El peruano Leonardo Jaramillo (1619-1643) está presente con una de las telas que aluden a San Ildefonso, cuya fisonomía se percibe aquí demacrada y angustiada, cosa que podría hacer suponer que el pintor se valió de un modelo a su alcance y lo hizo posar, o bien, la expresión deriva del modelo consabido respecto de la expresión adecuada que debe guardar este personaje, en cuyo caso se trataría de una convención. Hay un motivo culterano en este cuadro. En la parte baja, un angelito que hace contacto de ojo con el espectador, indica con su dedo señalador la importancia del hecho representado, explicitado en la cartela que sostiene el compañero alado que se le adjunta.

Le es vecino un cuadro con seis personajes. Tal vez ha sido visto antes por quienes visitan nuestra Catedral Metropolitana, pero encontrándose en otro contexto, quienes lo observan ahora se dedican a preguntarse por el parentesco que guardan entre sí los personajes: la Virgen con el niño Jesús, la madre de la Virgen (Santa Ana), el niño San Juan y dos varones, uno de ellos el anciano Zacarías.

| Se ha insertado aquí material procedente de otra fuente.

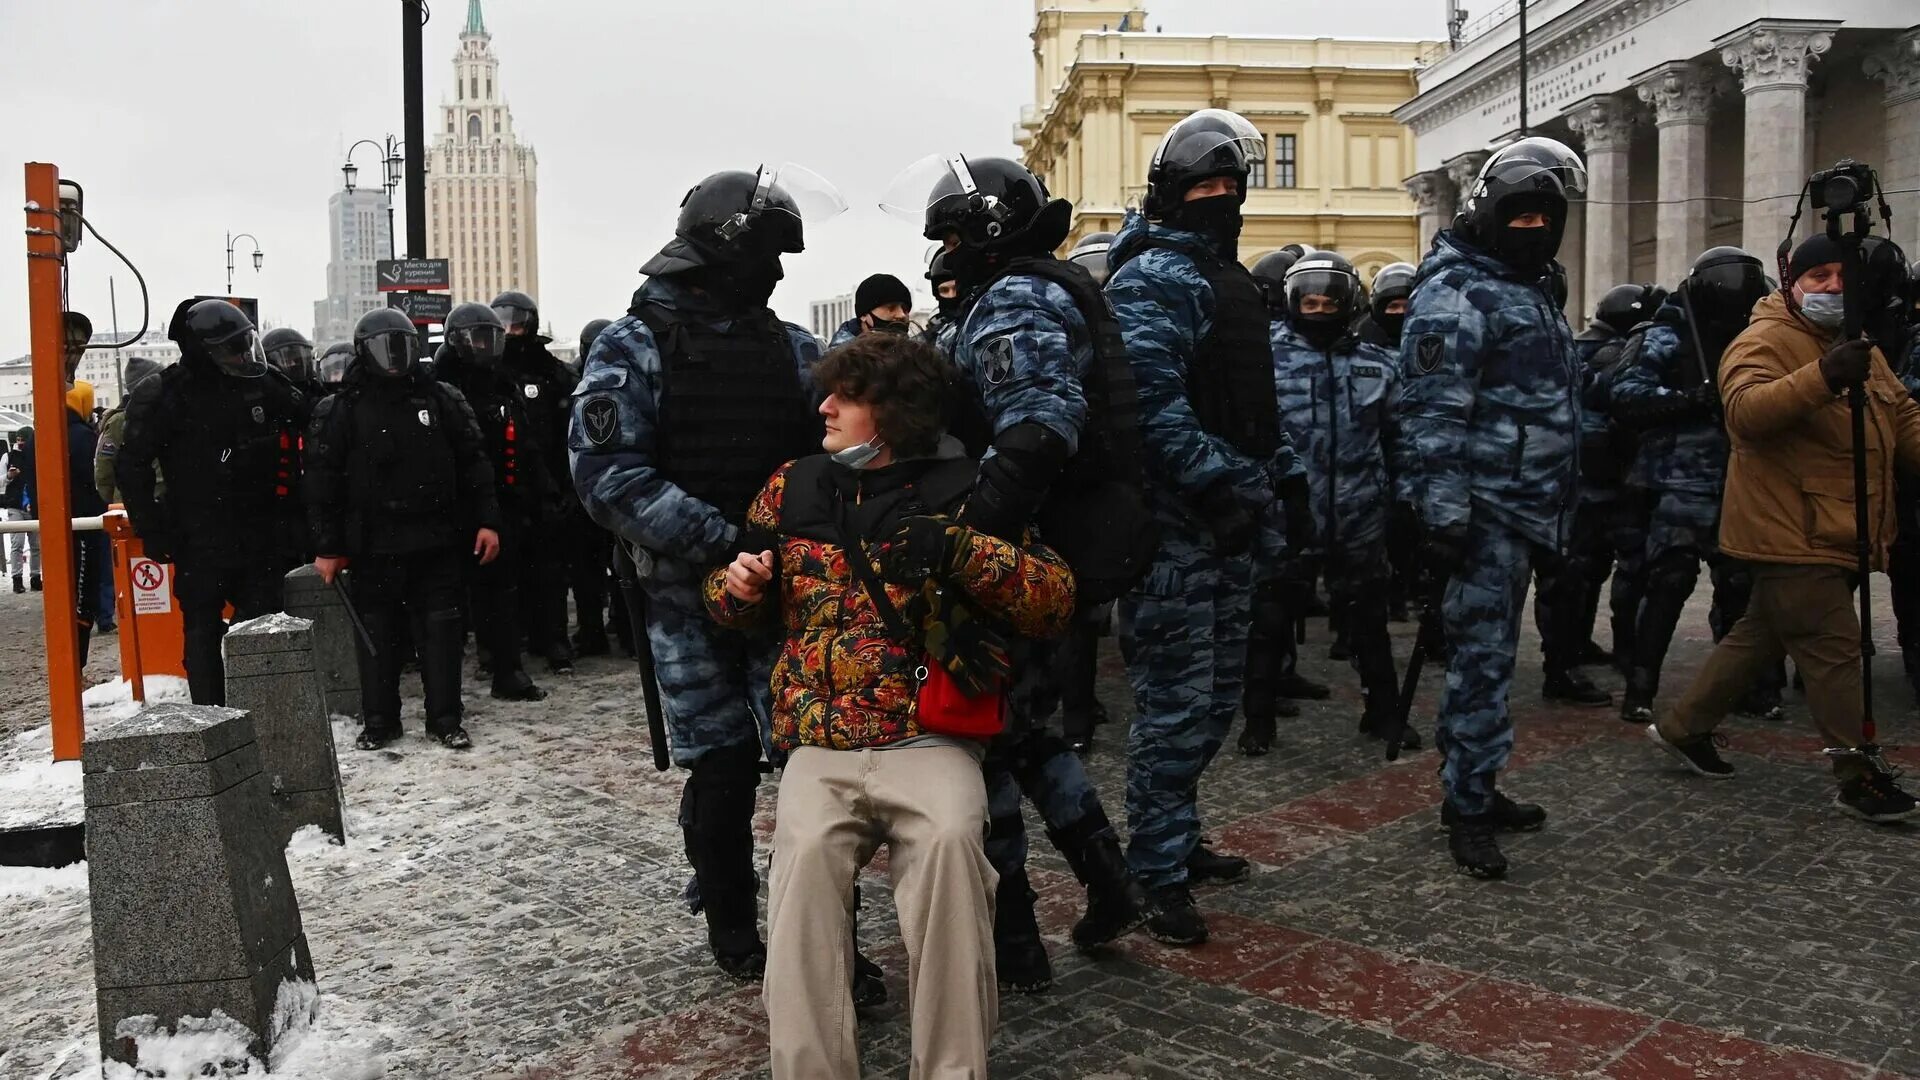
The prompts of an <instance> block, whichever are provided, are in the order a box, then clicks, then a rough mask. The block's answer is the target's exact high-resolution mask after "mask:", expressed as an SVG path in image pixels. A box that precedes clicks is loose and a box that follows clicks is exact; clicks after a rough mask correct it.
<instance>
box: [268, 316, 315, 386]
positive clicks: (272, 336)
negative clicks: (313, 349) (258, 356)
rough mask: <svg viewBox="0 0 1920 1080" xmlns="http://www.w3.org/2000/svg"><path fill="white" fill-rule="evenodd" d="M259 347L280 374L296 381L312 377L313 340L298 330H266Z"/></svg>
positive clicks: (304, 381)
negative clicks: (301, 332)
mask: <svg viewBox="0 0 1920 1080" xmlns="http://www.w3.org/2000/svg"><path fill="white" fill-rule="evenodd" d="M259 348H261V350H263V352H265V354H267V363H271V365H275V367H276V369H278V371H280V375H286V377H288V379H292V380H296V382H305V380H307V379H313V342H309V340H307V336H305V334H301V332H300V331H296V329H292V327H278V329H273V331H267V336H263V338H261V340H259Z"/></svg>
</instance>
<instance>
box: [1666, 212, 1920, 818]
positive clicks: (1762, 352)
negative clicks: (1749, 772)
mask: <svg viewBox="0 0 1920 1080" xmlns="http://www.w3.org/2000/svg"><path fill="white" fill-rule="evenodd" d="M1841 309H1843V304H1841V248H1839V244H1837V242H1836V240H1830V238H1826V236H1812V238H1809V240H1805V242H1801V244H1799V248H1795V250H1793V258H1791V261H1789V267H1788V288H1784V290H1782V292H1774V294H1770V296H1766V298H1764V300H1761V302H1759V304H1757V306H1755V307H1753V319H1751V321H1749V323H1747V329H1745V331H1743V332H1741V334H1740V336H1738V338H1734V344H1732V346H1728V350H1726V354H1724V356H1722V357H1720V398H1722V402H1724V405H1726V434H1728V440H1730V442H1732V455H1730V459H1728V467H1726V492H1724V496H1722V503H1720V550H1722V552H1726V555H1728V557H1734V559H1745V561H1749V563H1751V565H1753V601H1751V605H1749V607H1747V615H1745V617H1743V619H1741V621H1740V623H1738V625H1736V626H1734V628H1732V632H1728V634H1726V638H1722V640H1720V644H1718V646H1715V650H1713V653H1711V655H1709V657H1707V663H1705V665H1703V667H1701V671H1699V675H1697V676H1695V678H1693V684H1692V686H1690V688H1688V690H1686V694H1684V696H1682V698H1680V703H1678V705H1674V709H1672V711H1670V713H1668V715H1667V717H1665V719H1661V721H1659V723H1653V724H1647V736H1649V738H1653V742H1657V744H1659V746H1661V748H1663V749H1667V751H1668V753H1672V755H1674V757H1678V759H1680V761H1684V763H1686V765H1688V769H1692V771H1693V773H1697V774H1701V776H1709V778H1716V780H1724V778H1730V776H1732V774H1734V767H1732V765H1728V763H1726V761H1724V759H1722V757H1720V755H1718V753H1716V751H1715V738H1716V736H1715V734H1713V732H1715V728H1716V726H1718V724H1720V721H1722V719H1724V717H1726V713H1728V711H1730V709H1732V707H1734V703H1736V701H1738V700H1740V698H1741V694H1745V692H1747V690H1751V688H1753V684H1755V680H1759V678H1761V675H1763V673H1764V671H1768V669H1770V667H1772V665H1778V663H1780V659H1782V657H1784V655H1791V657H1793V665H1795V667H1797V669H1799V673H1801V676H1803V678H1805V680H1807V707H1809V711H1811V713H1812V721H1814V724H1816V726H1818V728H1820V734H1822V736H1824V738H1826V744H1828V746H1834V748H1857V746H1860V742H1862V736H1860V721H1862V698H1860V621H1859V615H1857V613H1855V607H1853V586H1855V584H1857V580H1855V578H1857V573H1855V567H1857V557H1855V544H1857V532H1855V500H1853V425H1851V413H1849V405H1847V388H1849V386H1853V384H1859V382H1860V380H1864V382H1866V492H1868V515H1866V519H1868V530H1870V544H1872V567H1874V569H1884V567H1885V565H1887V546H1889V544H1891V542H1893V532H1895V519H1893V471H1895V467H1899V469H1901V471H1905V473H1920V405H1916V404H1914V402H1912V398H1910V396H1908V394H1907V388H1905V386H1903V384H1901V380H1899V379H1895V375H1893V371H1891V369H1889V367H1887V361H1885V357H1884V356H1882V354H1880V350H1878V348H1874V346H1872V344H1868V342H1864V340H1839V334H1841V329H1839V327H1841ZM1834 774H1836V778H1837V780H1839V794H1837V798H1836V805H1839V807H1841V809H1845V811H1849V813H1853V815H1859V817H1862V819H1866V821H1899V819H1907V817H1912V815H1914V813H1916V805H1914V798H1912V796H1908V794H1907V792H1903V790H1901V788H1899V786H1897V784H1895V782H1893V776H1889V774H1882V773H1878V771H1876V769H1874V767H1872V765H1870V763H1868V761H1864V759H1862V757H1859V755H1853V757H1847V755H1837V757H1834Z"/></svg>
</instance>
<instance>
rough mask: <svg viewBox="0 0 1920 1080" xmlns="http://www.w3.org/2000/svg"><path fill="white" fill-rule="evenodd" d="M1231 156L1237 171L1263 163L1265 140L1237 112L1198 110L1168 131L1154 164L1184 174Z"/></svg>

Escuchando al público que compartí durante esa visita, noté que el interés de los veedores, principalmente si eran mujeres, se centraba en la identificación de los personajes y de eso es lo que tratan, por lo general, las visitas guiadas que se imparten. Admito que eso es muy importante, pero hay que reparar también en otras cuestiones, de lo contrario las relevantes particularidades de las pinturas suelen pasarse por alto. Así, resulta más interesante el arcángel arcabucero anónimo de un pintor cuzqueño, que el impecable Villalpando adjunto.

Otra imagen del arcángel Miguel, obra del novohispano Nicolás Rodríguez Juárez (1666-1734), ostenta el calzado angelesco tipo bota-sandalia más fino y sofisticado en cuanto a diseño.

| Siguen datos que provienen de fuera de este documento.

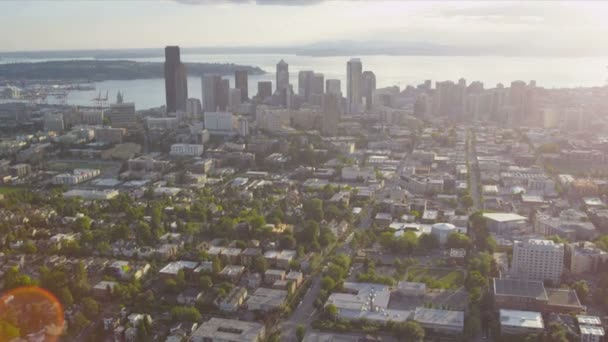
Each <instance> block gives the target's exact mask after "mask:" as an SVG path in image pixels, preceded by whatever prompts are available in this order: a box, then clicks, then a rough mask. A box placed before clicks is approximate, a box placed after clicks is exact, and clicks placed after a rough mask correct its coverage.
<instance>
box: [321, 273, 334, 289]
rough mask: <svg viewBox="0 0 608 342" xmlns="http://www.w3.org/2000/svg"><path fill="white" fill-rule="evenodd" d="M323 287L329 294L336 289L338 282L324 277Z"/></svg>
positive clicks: (327, 276)
mask: <svg viewBox="0 0 608 342" xmlns="http://www.w3.org/2000/svg"><path fill="white" fill-rule="evenodd" d="M321 287H322V288H323V290H326V291H327V292H329V291H331V290H333V289H334V288H335V287H336V282H335V281H334V280H333V279H332V278H331V277H330V276H325V277H323V280H321Z"/></svg>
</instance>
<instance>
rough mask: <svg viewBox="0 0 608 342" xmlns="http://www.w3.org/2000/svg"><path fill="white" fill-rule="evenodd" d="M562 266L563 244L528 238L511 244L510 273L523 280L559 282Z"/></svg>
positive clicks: (560, 275) (554, 283) (563, 249)
mask: <svg viewBox="0 0 608 342" xmlns="http://www.w3.org/2000/svg"><path fill="white" fill-rule="evenodd" d="M563 268H564V244H563V243H555V242H553V241H551V240H540V239H530V240H528V241H524V242H521V241H519V242H516V243H515V244H514V245H513V261H512V265H511V275H512V276H514V277H517V278H520V279H524V280H537V281H545V280H547V279H548V280H551V281H553V282H554V284H555V285H558V284H559V280H560V277H561V275H562V270H563Z"/></svg>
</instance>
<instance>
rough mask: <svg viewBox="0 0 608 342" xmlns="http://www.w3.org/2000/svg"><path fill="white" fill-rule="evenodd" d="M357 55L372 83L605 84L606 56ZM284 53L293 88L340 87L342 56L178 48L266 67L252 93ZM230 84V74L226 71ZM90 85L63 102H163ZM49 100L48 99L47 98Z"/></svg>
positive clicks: (259, 78) (140, 82) (277, 61)
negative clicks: (207, 49) (315, 76)
mask: <svg viewBox="0 0 608 342" xmlns="http://www.w3.org/2000/svg"><path fill="white" fill-rule="evenodd" d="M357 57H359V58H361V61H362V63H363V70H371V71H373V72H374V73H375V74H376V79H377V86H378V87H379V88H380V87H386V86H393V85H397V86H399V87H400V88H404V87H405V86H406V85H417V84H420V83H422V82H424V80H427V79H430V80H432V81H433V82H435V81H444V80H454V81H456V80H457V79H459V78H461V77H463V78H465V79H466V80H467V82H471V81H477V80H478V81H481V82H483V83H484V85H485V86H486V88H491V87H494V86H495V85H496V84H497V83H504V84H505V85H506V86H507V85H508V84H509V83H510V82H511V81H513V80H524V81H529V80H536V83H537V85H538V86H542V87H545V88H574V87H593V86H602V85H605V84H606V80H607V79H608V69H607V65H608V58H595V57H593V58H570V57H569V58H553V57H500V56H479V57H471V56H462V57H460V56H357ZM281 59H284V60H285V61H286V62H287V63H289V71H290V78H291V83H292V84H293V86H294V90H295V91H296V92H297V83H298V80H297V78H298V75H297V74H298V71H300V70H314V71H315V72H320V73H323V74H324V75H325V79H328V78H336V79H340V80H341V81H342V91H343V93H344V94H345V93H346V62H347V61H348V59H349V58H348V57H343V56H340V57H310V56H295V55H277V54H228V55H222V54H210V55H202V54H184V55H182V61H184V62H206V63H235V64H243V65H253V66H259V67H260V68H262V69H263V70H265V71H267V72H268V73H267V74H264V75H253V76H250V77H249V95H250V96H253V95H255V94H256V93H257V82H258V81H273V86H274V80H275V75H274V70H275V64H276V63H277V62H278V61H279V60H281ZM132 60H135V61H142V62H143V61H155V62H162V61H163V60H164V59H163V58H162V57H160V58H134V59H132ZM22 61H31V62H34V61H40V60H27V59H18V60H17V59H12V60H2V61H0V63H7V62H22ZM226 78H228V79H229V80H230V86H231V87H234V76H233V75H230V76H227V77H226ZM94 85H95V87H96V90H94V91H78V92H76V91H75V92H70V94H69V95H68V98H67V103H68V104H74V105H91V104H93V102H92V101H91V100H92V99H93V98H94V97H96V96H97V94H98V92H99V91H101V92H102V94H105V92H106V91H108V92H109V96H110V98H111V99H112V100H114V99H115V97H116V93H117V92H118V91H121V92H122V93H123V94H124V96H125V101H133V102H135V104H136V107H137V109H145V108H152V107H159V106H161V105H164V104H165V93H164V91H165V89H164V80H163V79H142V80H130V81H103V82H96V83H95V84H94ZM188 97H195V98H199V99H201V98H202V95H201V80H200V77H188ZM49 102H50V103H52V102H54V101H53V100H52V99H49Z"/></svg>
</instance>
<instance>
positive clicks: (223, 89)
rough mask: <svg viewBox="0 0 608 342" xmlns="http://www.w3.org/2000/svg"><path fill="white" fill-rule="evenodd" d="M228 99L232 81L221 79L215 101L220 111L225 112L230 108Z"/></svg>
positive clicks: (216, 94)
mask: <svg viewBox="0 0 608 342" xmlns="http://www.w3.org/2000/svg"><path fill="white" fill-rule="evenodd" d="M228 97H230V81H229V80H228V79H222V78H220V80H219V82H218V83H217V88H216V96H215V100H216V101H217V107H218V108H219V109H220V111H222V112H223V111H225V110H226V108H228Z"/></svg>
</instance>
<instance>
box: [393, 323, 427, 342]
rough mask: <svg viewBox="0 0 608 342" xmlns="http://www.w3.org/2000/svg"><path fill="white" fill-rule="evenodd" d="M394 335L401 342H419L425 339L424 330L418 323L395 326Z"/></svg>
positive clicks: (394, 327)
mask: <svg viewBox="0 0 608 342" xmlns="http://www.w3.org/2000/svg"><path fill="white" fill-rule="evenodd" d="M393 334H394V335H395V337H397V338H398V339H399V340H400V341H406V342H418V341H422V340H423V339H424V328H423V327H422V326H421V325H420V323H418V322H416V321H405V322H400V323H396V324H395V325H394V327H393Z"/></svg>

Hacia el final del recorrido se advierten varias imágenes de Santa Teresa de Ávila, quien fue canonizada en 1622 y que además de visionaria (se le aparecían Cristo, San Francisco, la Virgen, etcétera) recibió a través del ángel el dardo del amor divino y quedó en éxtasis. Esa es la escena que representó Bernini en la escultura de Santa María de la Victoria, en Roma. Puede verse otra escena mucho menos conocida, obra de Cristóbal de Villalpando.

La futura Santa, vista de frente, recibe un velo transparente (excelentemente logrado) obsequio de San José y la Virgen. Pudiera ser que su fisonomía (todos los rostros de las Teresas exhibidas se parecen algo entre sí, sean jóvenes o entradas en años) derive de una fuente común: un retrato verdadero que después fue difundido mediante grabados. En este medio los principales grabadores fueron entre otros Cornelius Bloemart, Stradamus y Jerónimo Wierix.

No me refiero en detalle a la presencia de cuadros de Zurbarán, Valdés Leal, Murillo, Luis de Morales El Divino, que son más consabidos, porque lo apasionante es cotejarlos con los de sus colegas allende los mares.